Spoiler alert - unless you are a VERY big time author (think Rowling), you don't quit your day job if you've got a lick of sense. Markets can dry up. Or you might have serious expenses for some reason or another. Indie author money just isn't that reliable.
Unless you make it big, you probably don't have much of a fan base to begin with, nor will it be easy for people to find fan works based on your copyrighted materials. (This sounds more like an anti-piracy/anti-plagiarism argument.)
But that doesn't mean that knockoffs don't harm indies. Of course they do.
They can, but that harm would largely come form piracy and works that fail to cite the original artist. Properly attributed and transformative fan work that can attract eyeballs to a copyrighted work that would otherwise receive little attention is most likely a benefit to the copyright holder, not a burden.
And where has Rice harmed her fans? She just said, don't make fan works.
According to accounts, Anne Rice and her entourage directly harassed people, doxxed them, and went after their non-Anne-Rice fan fiction, among other things. Anne Rice is not the metaphorical hill you want to die on.
And gee, that's awfully sweet of you to care about my nephews (plural). Truth is, they'll get my house. But that's not the point. If some producer comes knocking for original work, I have it.
I don't actually know what your point is in this paragraph.
But why should I be able to will them my home but not my intellectual property? Because of value? Then I guess I can't will them my furniture, my dishes, or my books.
You can will them anything you want. Just don't pretend that having nearly unending copyright is a good idea because your then-elderly Nephew needs a new pair of shoes.
Intellectual property doesn't work this way. It's not something that has to be big to be important, and too big for it to hurt. IP law doesn't perform those sorts of convoluted contortionist-style measurements.

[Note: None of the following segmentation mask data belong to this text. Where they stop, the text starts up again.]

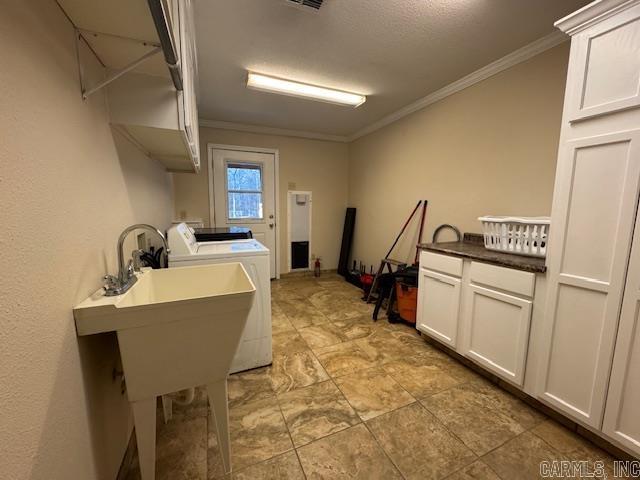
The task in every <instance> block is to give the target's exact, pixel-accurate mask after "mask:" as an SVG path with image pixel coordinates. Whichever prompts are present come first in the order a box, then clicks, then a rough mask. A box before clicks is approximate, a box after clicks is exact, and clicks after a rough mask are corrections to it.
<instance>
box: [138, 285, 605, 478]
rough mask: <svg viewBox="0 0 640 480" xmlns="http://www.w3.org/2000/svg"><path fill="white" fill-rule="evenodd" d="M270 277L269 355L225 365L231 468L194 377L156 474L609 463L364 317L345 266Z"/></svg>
mask: <svg viewBox="0 0 640 480" xmlns="http://www.w3.org/2000/svg"><path fill="white" fill-rule="evenodd" d="M272 290H273V295H272V298H273V349H274V361H273V365H272V366H271V367H265V368H261V369H256V370H252V371H249V372H245V373H241V374H236V375H232V376H231V377H230V379H229V404H230V422H231V442H232V463H233V469H234V473H233V475H230V476H225V475H224V472H223V469H222V464H221V460H220V455H219V450H218V444H217V439H216V436H215V433H214V432H213V431H212V430H213V426H212V422H211V419H210V418H209V417H208V413H207V402H206V396H205V395H204V392H203V391H202V390H199V391H198V396H197V398H196V401H195V402H194V403H193V404H192V405H190V406H188V407H176V408H175V412H174V420H172V421H171V422H170V423H169V424H167V425H164V424H163V422H162V420H161V417H160V415H159V416H158V444H157V457H158V459H157V478H158V479H159V480H164V479H171V480H182V479H184V480H212V479H228V478H233V479H252V480H253V479H256V480H259V479H304V478H307V479H341V478H345V479H347V478H348V479H365V480H371V479H385V480H386V479H403V478H404V479H444V478H447V479H456V480H463V479H476V480H481V479H489V480H493V479H503V480H514V479H529V478H532V479H534V478H539V475H538V471H539V470H538V466H539V463H540V462H541V461H543V460H556V459H557V460H565V459H569V460H587V461H589V462H596V461H603V462H605V465H606V467H607V469H609V471H610V469H611V468H612V462H613V458H612V457H610V456H609V455H608V454H606V453H605V452H603V451H602V450H600V449H598V448H597V447H596V446H595V445H593V444H591V443H590V442H588V441H587V440H585V439H583V438H582V437H579V436H577V435H575V434H574V433H572V432H571V431H569V430H567V429H565V428H564V427H562V426H560V425H559V424H558V423H556V422H554V421H553V420H551V419H548V418H546V417H545V416H544V415H542V414H541V413H539V412H537V411H536V410H534V409H532V408H531V407H529V406H528V405H526V404H525V403H523V402H522V401H520V400H519V399H517V398H515V397H514V396H512V395H510V394H509V393H506V392H504V391H503V390H500V389H499V388H498V387H496V386H495V385H493V384H492V383H490V382H488V381H486V380H484V379H483V378H482V377H481V376H479V375H477V374H476V373H475V372H473V371H471V370H469V369H467V368H466V367H464V366H463V365H461V364H460V363H458V362H457V361H456V360H454V359H452V358H450V357H449V356H447V355H445V354H444V353H442V352H441V351H439V350H437V349H435V348H433V347H432V346H430V345H429V344H428V343H426V342H425V341H424V340H423V339H422V338H420V336H419V335H418V334H417V333H416V331H415V330H414V329H412V328H409V327H407V326H404V325H391V324H389V323H388V322H387V321H386V320H385V319H381V320H380V321H378V322H375V323H374V322H372V320H371V306H370V305H366V304H364V303H363V302H362V301H361V300H360V295H361V292H360V291H359V290H357V289H356V288H355V287H353V286H351V285H349V284H347V283H346V282H344V281H343V280H342V279H341V277H338V276H335V275H325V276H323V277H321V278H319V279H317V280H316V279H314V278H313V277H302V278H300V277H299V278H292V279H288V280H281V281H277V282H273V284H272ZM137 478H139V473H138V472H137V470H136V468H135V465H134V468H133V470H132V471H131V473H130V475H129V480H135V479H137Z"/></svg>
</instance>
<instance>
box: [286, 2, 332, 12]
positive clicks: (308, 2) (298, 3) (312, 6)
mask: <svg viewBox="0 0 640 480" xmlns="http://www.w3.org/2000/svg"><path fill="white" fill-rule="evenodd" d="M285 1H286V2H287V4H289V5H291V6H293V7H298V8H303V9H304V10H307V9H308V10H310V11H318V10H320V7H321V6H322V2H324V0H285Z"/></svg>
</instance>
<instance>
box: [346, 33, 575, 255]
mask: <svg viewBox="0 0 640 480" xmlns="http://www.w3.org/2000/svg"><path fill="white" fill-rule="evenodd" d="M568 47H569V45H568V42H567V43H564V44H562V45H560V46H558V47H555V48H553V49H551V50H548V51H547V52H545V53H542V54H541V55H538V56H536V57H534V58H532V59H531V60H528V61H527V62H524V63H521V64H519V65H517V66H515V67H513V68H511V69H509V70H506V71H504V72H502V73H500V74H498V75H495V76H493V77H491V78H489V79H487V80H485V81H483V82H481V83H478V84H476V85H474V86H472V87H470V88H467V89H466V90H463V91H461V92H459V93H456V94H454V95H452V96H450V97H447V98H446V99H444V100H442V101H440V102H437V103H435V104H433V105H431V106H429V107H426V108H425V109H423V110H420V111H418V112H416V113H414V114H412V115H410V116H408V117H405V118H404V119H402V120H400V121H398V122H396V123H393V124H391V125H389V126H387V127H385V128H383V129H381V130H379V131H377V132H375V133H372V134H370V135H368V136H366V137H363V138H361V139H358V140H356V141H355V142H353V143H351V144H350V148H349V206H350V207H357V209H358V213H357V220H356V231H355V240H354V250H353V254H354V258H357V259H358V260H362V261H364V262H366V263H367V264H376V266H377V263H378V262H380V259H381V258H382V257H383V256H384V254H385V253H386V251H387V250H388V249H389V247H390V246H391V244H392V243H393V240H394V238H395V236H396V235H397V234H398V232H399V231H400V228H401V227H402V224H403V223H404V221H405V220H406V218H407V217H408V216H409V214H410V212H411V209H412V208H413V207H414V206H415V204H416V202H417V201H418V200H419V199H428V200H429V207H428V213H427V221H426V225H425V236H424V238H425V239H428V240H429V241H430V239H431V236H432V234H433V230H434V228H435V227H436V226H437V225H440V224H442V223H451V224H454V225H456V226H458V227H459V228H460V229H461V230H462V231H466V232H480V231H481V227H480V224H479V222H478V221H477V217H479V216H481V215H489V214H491V215H527V216H535V215H549V214H550V211H551V198H552V192H553V181H554V176H555V165H556V153H557V149H558V139H559V134H560V120H561V114H562V104H563V96H564V85H565V79H566V70H567V61H568V54H569V48H568ZM417 231H418V226H417V221H416V222H414V223H413V224H412V225H411V226H410V228H409V229H408V231H407V232H408V233H409V234H408V235H406V236H405V237H404V238H403V241H402V242H401V243H400V244H399V246H398V249H397V250H394V254H393V255H392V257H394V258H397V259H412V258H413V254H414V252H415V250H414V245H415V243H416V238H417Z"/></svg>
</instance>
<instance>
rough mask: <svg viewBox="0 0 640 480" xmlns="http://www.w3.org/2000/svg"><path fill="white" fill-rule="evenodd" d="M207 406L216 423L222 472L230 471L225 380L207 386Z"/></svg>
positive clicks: (227, 405) (211, 383)
mask: <svg viewBox="0 0 640 480" xmlns="http://www.w3.org/2000/svg"><path fill="white" fill-rule="evenodd" d="M207 394H208V395H209V405H210V406H211V413H212V415H213V419H214V421H215V423H216V433H217V435H218V443H219V445H220V451H221V452H222V464H223V466H224V472H225V473H229V472H230V471H231V440H230V437H229V405H228V403H227V379H226V378H225V379H224V380H220V381H218V382H214V383H210V384H208V385H207Z"/></svg>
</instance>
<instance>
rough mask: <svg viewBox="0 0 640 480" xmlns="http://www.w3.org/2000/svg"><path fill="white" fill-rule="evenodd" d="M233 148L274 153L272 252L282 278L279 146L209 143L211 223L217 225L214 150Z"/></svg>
mask: <svg viewBox="0 0 640 480" xmlns="http://www.w3.org/2000/svg"><path fill="white" fill-rule="evenodd" d="M214 150H231V151H234V152H251V153H267V154H271V155H273V158H274V165H273V176H274V182H275V186H274V195H275V197H276V198H275V206H274V208H275V211H276V222H275V223H276V248H275V252H272V253H273V254H274V255H275V257H276V279H280V150H279V149H277V148H261V147H246V146H241V145H224V144H220V143H207V169H208V179H207V182H208V185H207V186H208V188H207V190H208V192H209V225H210V226H214V225H215V211H216V210H215V197H214V194H213V151H214Z"/></svg>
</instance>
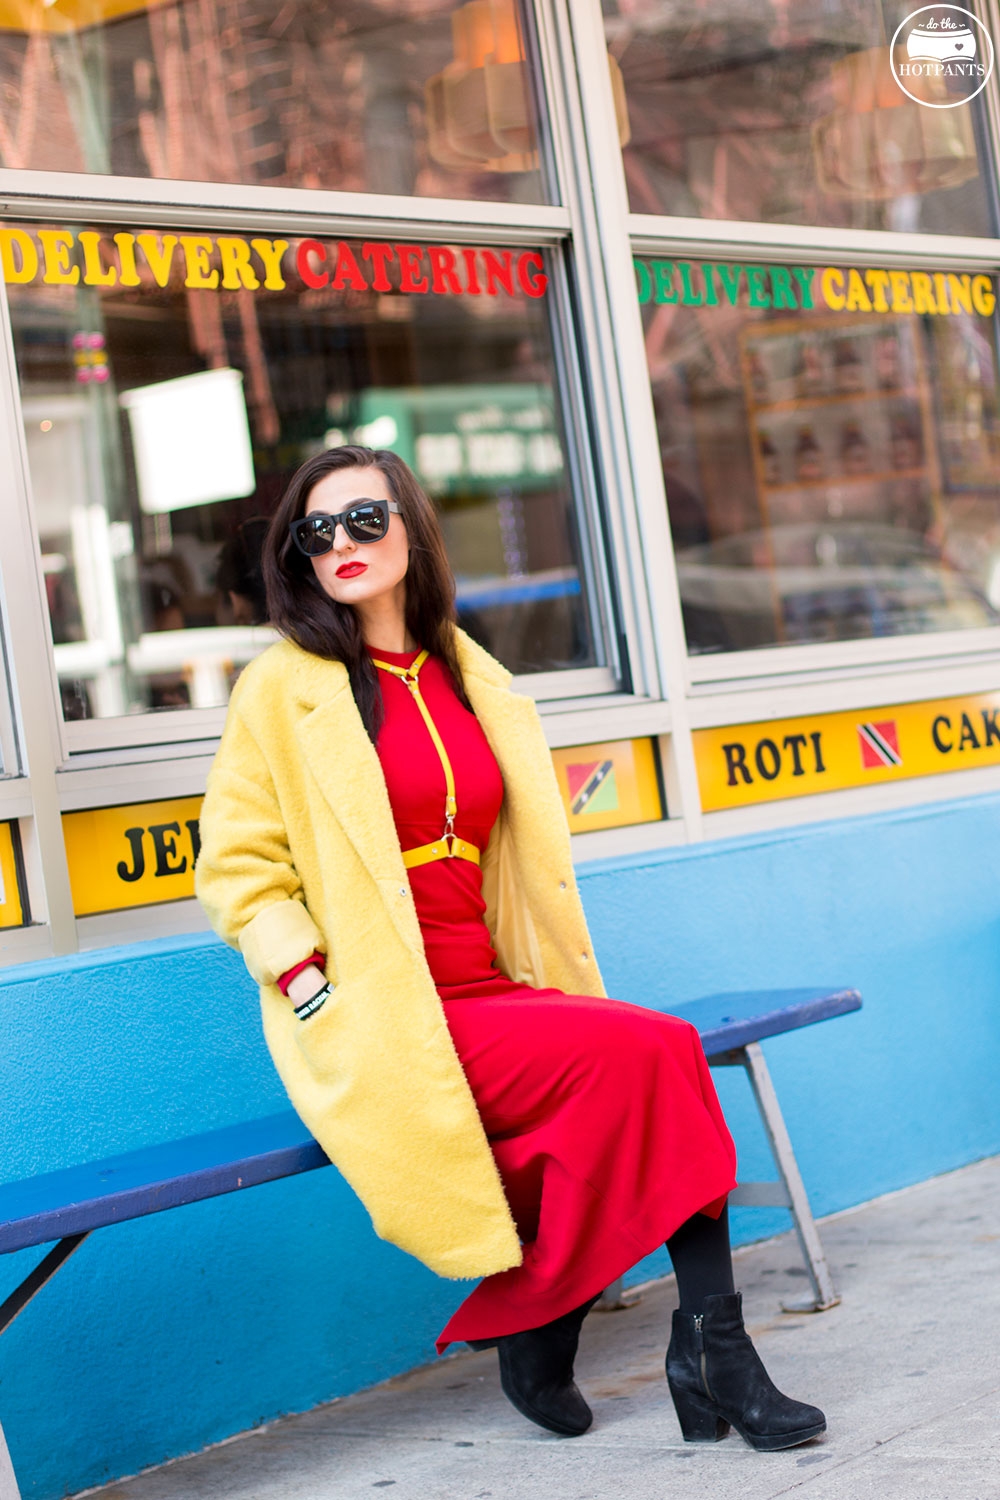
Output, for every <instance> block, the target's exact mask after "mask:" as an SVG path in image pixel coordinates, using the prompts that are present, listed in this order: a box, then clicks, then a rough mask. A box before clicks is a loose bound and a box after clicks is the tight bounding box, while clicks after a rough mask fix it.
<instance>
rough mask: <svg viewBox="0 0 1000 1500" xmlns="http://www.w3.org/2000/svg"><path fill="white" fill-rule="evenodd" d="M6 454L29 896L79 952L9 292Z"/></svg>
mask: <svg viewBox="0 0 1000 1500" xmlns="http://www.w3.org/2000/svg"><path fill="white" fill-rule="evenodd" d="M0 455H3V459H1V462H3V466H4V471H6V474H7V475H9V480H10V487H9V495H10V502H9V505H7V513H6V516H4V544H3V553H1V561H0V582H1V585H3V595H4V601H6V622H7V627H9V639H7V646H9V667H10V676H12V684H13V687H15V690H16V699H18V705H19V738H21V745H22V753H24V762H25V768H27V771H28V772H30V775H31V793H33V805H34V813H33V817H31V819H30V822H25V823H22V835H24V861H25V870H27V880H28V895H30V900H31V913H33V916H34V918H36V921H45V919H46V921H48V924H49V929H51V941H52V951H54V953H75V951H76V922H75V916H73V901H72V892H70V886H69V868H67V864H66V846H64V843H63V828H61V820H60V811H58V799H57V793H55V769H57V765H58V763H60V760H61V759H63V748H61V739H60V714H58V696H57V690H55V681H54V676H52V660H51V651H49V642H48V628H46V616H45V606H43V595H42V585H40V576H39V546H37V538H36V535H34V529H33V523H31V520H30V507H28V498H27V496H28V474H27V456H25V452H24V432H22V426H21V404H19V395H18V378H16V366H15V359H13V339H12V332H10V312H9V306H7V299H6V291H0Z"/></svg>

First of all, you're doing a disservice by grouping laws governing patent, copyright, trademark, trade secrets and likeness and pretending they all work the same way. Secondly, you're misrepresenting the benefit of these laws to single individuals with limited resources. For example, most people can't afford to file a copyright law, and even if they can, most of the people you could sued with regard to fan works aren't going to have enough money to pay the legal fees. I once worked for a company that basically went under because they spent a small fortune on patents that nobody wanted to license. Even the fellow running the company could have found a large patent violator (which would be a pharmaceutical company in this case), he probably wouldn't have had sufficient funds to fight the case in court anyways.
I also write for charity anthologies. I don't make a dime off those, and none of us do. The proceeds go to the American Cancer Society or the Alzheimer's Association. That doesn't magically make the IP no longer mine. It's simply a donation.
Are you saying that you'd have to sue on their behalf? Who's writing obscure anthology fan fiction? What if the fan fiction author puts in a line urging people to donate to American Cancer Society or the Alzheimer's Association? What if he donates his fan fiction to their anthology to be put right next to your submission?
And I have even seen those works pirated.
That's why I'd excluding pirated works from exemption. However, if you feel there is stronger/better language I could use, I'm all ears.
PS Have never seen the Power Rangers (except in passing - very brief passing) and not a fan film about them, either. Can fan works reinterpret the originals and even improve on them? No argument here. But that does not magically stop those works from being knockoffs.
With all due respect, there's no way you're going to mistake the fan film for the original Power Rangers. They have fundamental differences in tone and style.